Of its some 400 inmates, under 50 per cent have opted to take the vaccine. The average figure for the rest of the prison population is roughly 85 per cent while the figure for the Irish eligible population in general is about 92 per cent.

Cloverhill is a remand prison housing prisoners awaiting trial or sentencing. It also houses people detained on immigration matters.

Prison officials believe its low vaccination rate is partly down to the high number of non-nationals imprisoned there.

The CSO has found low vaccine uptake among several non-national communities in Ireland.

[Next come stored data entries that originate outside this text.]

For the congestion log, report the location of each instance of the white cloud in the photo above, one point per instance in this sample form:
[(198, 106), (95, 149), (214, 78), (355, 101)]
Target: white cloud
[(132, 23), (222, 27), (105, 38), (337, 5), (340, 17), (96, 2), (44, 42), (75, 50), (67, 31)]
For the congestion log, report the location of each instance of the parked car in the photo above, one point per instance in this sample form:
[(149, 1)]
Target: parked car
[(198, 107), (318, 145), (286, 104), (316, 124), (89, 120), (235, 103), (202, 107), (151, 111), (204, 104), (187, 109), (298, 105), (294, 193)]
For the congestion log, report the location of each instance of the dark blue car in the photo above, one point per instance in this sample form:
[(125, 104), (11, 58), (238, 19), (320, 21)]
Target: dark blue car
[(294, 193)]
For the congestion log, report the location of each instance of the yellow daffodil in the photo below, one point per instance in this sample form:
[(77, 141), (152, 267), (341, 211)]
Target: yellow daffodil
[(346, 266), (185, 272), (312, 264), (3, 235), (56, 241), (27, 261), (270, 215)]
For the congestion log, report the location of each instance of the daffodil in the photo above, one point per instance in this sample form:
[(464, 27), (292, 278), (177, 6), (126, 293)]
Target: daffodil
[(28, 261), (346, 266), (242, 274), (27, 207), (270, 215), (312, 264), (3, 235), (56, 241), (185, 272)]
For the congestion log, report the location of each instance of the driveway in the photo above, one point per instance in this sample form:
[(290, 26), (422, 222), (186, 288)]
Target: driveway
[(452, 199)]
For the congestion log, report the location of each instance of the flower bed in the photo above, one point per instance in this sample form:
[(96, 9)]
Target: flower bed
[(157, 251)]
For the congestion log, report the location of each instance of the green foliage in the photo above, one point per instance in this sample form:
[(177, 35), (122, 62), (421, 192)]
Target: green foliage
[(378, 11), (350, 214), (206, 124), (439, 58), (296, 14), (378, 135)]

According to its figures, just 44 per cent of central and eastern European people here were vaccinated as of the end of October.

Cloverhill prison also contains an outsized number of prisoners from hard-to-reach groups such as homeless people and those addicted to drugs, which may not have accessed the vaccine in the community before imprisonment.

Since the current lockdown was imposed on the prison earlier in the month, many inmates have expressed a desire to get vaccinated, sources said.

A second round of testing within the prison has just finished and management hopes the lockdown will be stood down this weekend. There are currently 16 positive cases in Cloverhill and another seven in the low-security progression unit at Mountjoy, which is also under partial lockdown.

The main part of Mountjoy is operating under a normal regime, the Irish Prison Service said. “Prisoners have access to physical visits and essential services, although services will likely be subject to some curtailment during the course of the outbreak and the associated Covid-19 staff testing programme.”

Another outbreak alert in the Midlands Prison was stood down last week.

There is also concern about the vaccination rate at Castlerea Prison in Roscommon where only about 70 per cent of inmates are vaccinated. There is currently no outbreak there.

About half of Castlerea’s 270 prisoners are members of the Traveller community, who officials say have been sometimes hesitant to get the vaccine. “We don’t know why really. It’s a problem we’re trying to deal with,” one source said.

An educational campaign on the vaccine’s safety and benefits has had some impact in improving the figure recently, it is understood.

Booster vaccine

The roll-out of the booster vaccine is also taking place in prisons on the same terms as in the community, with elderly and at-risk prisoners being prioritised.

The issue of Covid in prisons was raised on Thursday in the Dáil where Minister for Justice Helen McEntee said there had been 277 cases of the virus in the prison population since the outbreak of the pandemic.

Ms McEntee told Labour TD Duncan Smith that 112 prisoners had already tested positive for the virus before they were committed to prison.

She confirmed “there have been hospitalisations” and referring to the death of one prisoner with Covid, she said it was the first death in custody linked to the virus, “which was extremely distressing and upsetting for everyone working in the prison”. It is understood the prisoner who died was serving a life sentence for murder and had been suffering from a terminal illness.

Ms McEntee commended the prison service and said management and staff were all “working tirelessly” to try to combat the virus.

Mr Smith asked about the impact on access to the courts and the number of hospitalisations in the prison population. The Dublin Fingal TD stressed that “the intent of this question was a genuine update. It wasn’t a kind of ‘gotcha’ or anything like that, because our prison service has done a remarkable job since the start of the pandemic” in trying to keep the virus under control, he said.

The Minister, who confirmed there had been hospitalisations, told him the virus had affected the ability of the Courts Service to operate normally, and there had been greater use of information technology.